Comment l'ajout de fours de trempe à basse température à une ligne de production de trempe permet-il d'améliorer le rendement et de réduire les coûts ?
Pour les entreprises de traitement thermique qui utilisent durcissement dans un four sous vide, les fours de trempe dédiés peuvent avoir un impact significatif sur les résultats de l'entreprise.
Fours de trempe sont coûteux à exploiter. La combinaison de températures élevées et d'une forte pression de trempe impose une consommation d'énergie et des systèmes de refroidissement à l'eau. En outre, les fours de trempe sont réglés pour fonctionner de manière optimale à une température égale ou supérieure à 1 000 °F.

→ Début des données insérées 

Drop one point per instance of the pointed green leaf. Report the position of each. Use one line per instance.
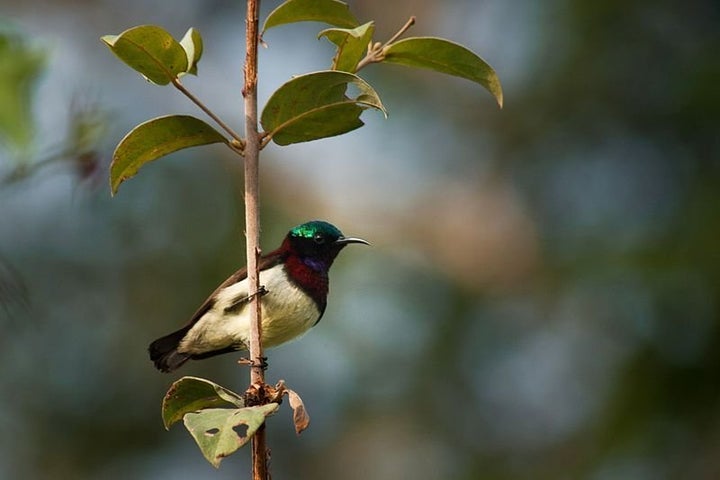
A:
(447, 57)
(351, 43)
(193, 46)
(151, 51)
(190, 394)
(316, 105)
(331, 12)
(20, 68)
(156, 138)
(214, 429)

Les fours de trempe peuvent également être dotés de capacités supplémentaires de pression partielle et d'autres caractéristiques spéciales que d'autres procédés et recettes ne requièrent pas. Les coûts supplémentaires dus à l'usure des composants de la zone chaude et d'autres consommables sont également pris en compte dans le calcul des coûts opérationnels globaux lorsque l'on envisage des cycles de trempe dans un four de durcissement.

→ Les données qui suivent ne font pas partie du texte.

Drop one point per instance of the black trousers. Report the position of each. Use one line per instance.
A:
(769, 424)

C'est également dans les fours de trempe que les entreprises peuvent obtenir le meilleur retour sur investissement. La trempe de précision - en particulier dans des secteurs comme l'aérospatiale et la médecine - est le moteur commercial qui fait tourner des départements entiers de traitement thermique.
Bien que les fours de trempe soient souvent capables d'effectuer des cycles de revenu, cela est rarement rentable. Le fonctionnement prolongé en dessous des plages de température optimales et les longs cycles de refroidissement immobilisent les équipements conçus pour le traitement à haute température.
Les fours de trempe, en revanche, peuvent fonctionner en permanence, souvent pendant des années, avec des coûts de maintenance minimes. Leurs températures plus basses et leurs systèmes de trempe plus simples les rendent plus efficaces. En raison du rythme de refroidissement plus lent au cours d'un cycle de trempe, deux ou trois fours de trempe peuvent souvent permettre à un four de durcissement de fonctionner 24 heures sur 24, à condition qu'il y ait suffisamment de matière à traiter.

Basse température, forte demande
Les fours sous vide à basse température permettent aux utilisateurs d'adapter leur équipement aux exigences de leur production. Ipsen propose des solutions de fours sous vide à basse température pour les clients dont les applications bénéficient d'un fonctionnement optimisé en dessous de 1700 °F, en particulier dans les environnements de trempe, de recuit et de traitement des métaux non ferreux.
Alors que les fours à basse température dédiés peuvent offrir des avantages en termes d'efficacité dans les applications à haut volume ou hautement spécialisées, de nombreuses opérations de traitement thermique nécessitent une certaine flexibilité à travers plusieurs processus. Ipsen conçoit des systèmes de fours sous vide pour aider les clients à équilibrer le débit, le coût d'exploitation et la polyvalence du processus en fonction de leurs exigences de production.